O tamanho não importa

by Mónica Bozinoski

 

Nem a forma. Nem o tom. Nem as irregularidades. Nem as imperfeições. Nem se são mais subidas ou mais descaídas. Boobs are boobs, and boobs will be boobs. A única coisa que as mamas não são nem nunca serão? Tendência.

 Ilustração de Mariana Matos e Eduarda Pedro

Em 2017, o mundo acordou para encontrar, algures no interminável emaranhado de informação que é a Internet, um artigo cujo título declarava o seguinte: CURVE YOUR ENTHUSIASM. Big boobs bounce back as having an out-and-proud cleavage is now in – while having small boobs is no longer fashionable. Ainda que não traduzido à letra, aquilo que este artigo tão entusiasticamente nos dizia era que as mamas grandes estavam novamente in, enquanto ter mamas pequenas estava oficialmente out. Como uma qualquer tendência longínqua que só vive no fundo da nossa memória e do nosso armário, “as mamas grandes estavam de volta in a big way”, e não faltavam imagens de Rihanna, Emily Ratajkowski e Rita Ora para “dar as boas-vindas ao regresso do decote out-and-proud” e acabar com o até então supremo reinado dos “descarados e pequenos bosoms de supermodelos como Kendall Jenner e Bella Hadid.”
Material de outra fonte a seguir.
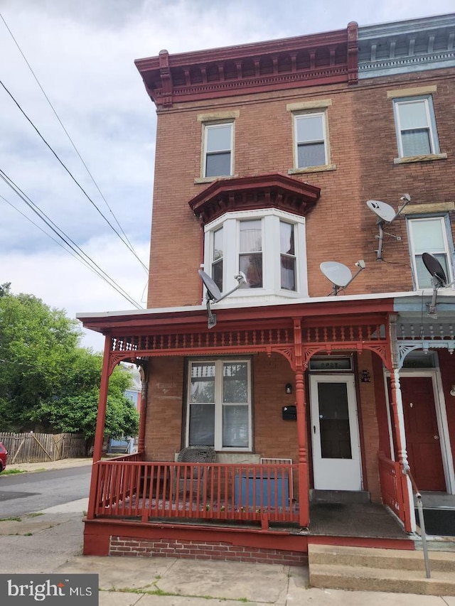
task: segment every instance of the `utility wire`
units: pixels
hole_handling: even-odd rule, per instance
[[[114,217],[114,219],[115,220],[115,222],[116,222],[117,224],[119,226],[119,228],[120,229],[120,231],[122,232],[122,234],[123,234],[123,235],[124,236],[124,238],[125,238],[126,241],[127,241],[127,242],[128,242],[128,244],[129,244],[130,249],[131,249],[132,251],[133,251],[133,250],[134,250],[133,245],[132,245],[132,243],[130,242],[129,239],[128,239],[128,237],[127,236],[126,233],[124,232],[124,230],[123,229],[123,228],[122,227],[122,225],[121,225],[121,224],[120,224],[120,223],[119,222],[118,219],[117,218],[117,217],[116,217],[116,216],[115,216],[115,215],[114,214],[114,212],[112,211],[112,208],[111,208],[111,207],[110,207],[110,206],[109,205],[109,203],[107,202],[107,200],[106,200],[106,198],[105,198],[105,196],[104,196],[104,195],[103,195],[102,192],[102,191],[101,191],[101,190],[100,189],[100,188],[99,188],[99,186],[98,186],[98,184],[97,184],[97,183],[95,181],[95,178],[93,177],[93,175],[92,175],[92,173],[91,173],[91,172],[90,172],[90,171],[89,170],[88,166],[87,166],[87,164],[85,163],[85,161],[84,161],[84,160],[82,159],[82,156],[81,156],[81,155],[80,155],[80,153],[79,153],[79,150],[78,150],[78,149],[77,149],[77,148],[76,147],[75,144],[74,143],[74,141],[73,141],[73,139],[71,139],[71,136],[70,136],[70,134],[68,133],[68,131],[67,131],[67,129],[65,129],[65,126],[63,125],[63,123],[62,122],[62,121],[61,121],[61,119],[60,119],[60,116],[58,115],[58,114],[57,113],[57,111],[55,110],[55,107],[53,107],[53,104],[52,104],[52,103],[50,102],[50,99],[49,99],[49,97],[48,97],[48,95],[46,94],[46,92],[45,92],[45,91],[44,91],[44,89],[43,89],[43,87],[41,86],[41,83],[40,82],[40,81],[39,81],[39,80],[38,80],[38,76],[36,75],[36,73],[35,73],[35,72],[33,71],[33,68],[32,68],[31,65],[30,65],[30,63],[28,63],[28,61],[27,60],[27,58],[26,58],[26,55],[23,54],[23,52],[22,49],[21,48],[21,47],[20,47],[20,45],[19,45],[18,42],[17,41],[17,40],[16,40],[16,38],[14,37],[14,35],[13,34],[13,32],[12,32],[12,31],[11,31],[11,29],[9,28],[9,26],[8,26],[8,23],[6,23],[6,21],[5,21],[5,18],[4,18],[4,17],[3,16],[3,15],[1,14],[1,13],[0,13],[0,18],[1,18],[1,21],[2,21],[4,22],[4,23],[5,24],[5,27],[6,28],[6,29],[8,30],[8,31],[9,32],[9,34],[10,34],[11,37],[13,38],[13,40],[14,40],[14,43],[15,43],[15,44],[16,44],[16,45],[17,46],[18,50],[19,51],[19,53],[21,53],[21,55],[22,55],[22,58],[23,58],[23,60],[26,62],[26,64],[27,65],[27,67],[28,67],[28,69],[30,70],[30,71],[31,71],[31,74],[32,74],[33,77],[34,77],[34,79],[35,79],[35,80],[36,80],[36,84],[37,84],[37,85],[38,85],[38,87],[40,87],[40,89],[41,89],[41,92],[42,92],[42,93],[43,93],[43,94],[44,95],[44,97],[45,97],[46,100],[46,101],[48,102],[48,103],[49,104],[49,106],[50,107],[50,109],[52,109],[52,111],[53,112],[54,115],[55,116],[55,117],[56,117],[56,118],[57,118],[57,119],[58,120],[58,121],[59,121],[59,123],[60,123],[60,125],[61,126],[62,129],[63,129],[63,131],[64,131],[64,132],[65,132],[65,134],[67,136],[67,137],[68,137],[68,140],[70,141],[70,144],[71,144],[71,145],[73,146],[73,148],[74,151],[75,151],[76,152],[76,153],[77,154],[77,156],[78,156],[78,157],[79,157],[79,159],[80,160],[80,161],[82,162],[82,165],[84,166],[84,168],[85,168],[85,170],[87,171],[87,173],[88,173],[88,175],[89,175],[89,176],[90,176],[90,179],[92,180],[92,181],[93,184],[95,185],[95,188],[97,188],[97,190],[98,190],[98,192],[99,192],[99,193],[100,193],[100,196],[101,196],[101,198],[104,200],[104,201],[105,201],[105,204],[106,204],[106,206],[107,207],[107,208],[109,209],[109,212],[110,212],[111,215],[112,215],[112,217]]]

A natureza problemática do artigo fez com que este se tornasse viral nas redes sociais. Obviamente, não pelas melhores razões. “Ainda bem que as mamas estão finalmente de volta. Tive tantas saudades das mamas quando elas não estiveram aqui”, escreveu uma utilizadora do Twitter. “Tenho que perguntar à minha mãe se ela ainda tem algumas mamas velhas dos anos 80 que eu possa usar”, escreveu outra. “Eu sabia que se as mantivesse por perto por tempo suficiente elas iam voltar a estar na moda.” Claro que esta não era a primeira vez, e muito menos a última – pedimos desculpa pelo sentimento “pessimista” desta afirmação –, que os seios femininos eram tratados como algo trendy.

Um ano antes, mais precisamente no final de 2016, outro artigo olhava para o estado das maminhas e questionava: “o que é que aconteceu aos decotes?” A pergunta surgia devido à aparente falta deles nas passerelles e na passadeira vermelha e resultava na afirmação de que “os decotes – esses magníficos montes puxados em conjunto para manifestar empoderamento sexual, para seduzir, para inspirar desejo ou simplesmente para mostrar – chegaram ao fim ou, pelo menos, estão a tirar uma merecida pausa. As maminhas não vão sair para os rapazes. Ou para ninguém, já agora.” A Internet não deixou de expressar a sua fúria, enchendo caixas de comentários atrás de caixas de comentários com uma mensagem muito simples: as mamas não são um acessório. As mamas, pequenas, grandes, com sinais, sem sinais, mais subidas, mais descaídas, com mazelas, com irregularidades, com mais volume, com menos volume, são pura e simplesmente mamas. Podemos parar de as tratar como acessórios e passar a tratá-las, pura e simplesmente, como mamas?

“As mamas grandes nunca foram consideradas high fashion”, defendeu a jornalista Bridget Read num artigo escrito no mesmo ano e publicado na edição norte-americana da Vogue. “Apesar dos tamanhos inclusivos nas passerelles serem uma tendência crescente, de os pedidos para as mulheres americanas abraçarem as suas formas serem mais frequentes, e da duradoura celebração de um rabo generoso ter atingido uma massa crítica graças ao poder de celebridades como Kim Kardashian West e Nicki Minaj, entre outras, este tipo de movimento ainda não coalesceu em torno das mamas. Temos o free the nipple, mas os mamilos que precisam de ser emancipados parecem estar sempre unidos a maminhas mais pequenas. Emily Ratajkowski disse em tempos que perdeu trabalhos como modelo porque as suas mamas são demasiado grandes, insinuando que o peito pode ser a próxima frente a explorar no body positivity.”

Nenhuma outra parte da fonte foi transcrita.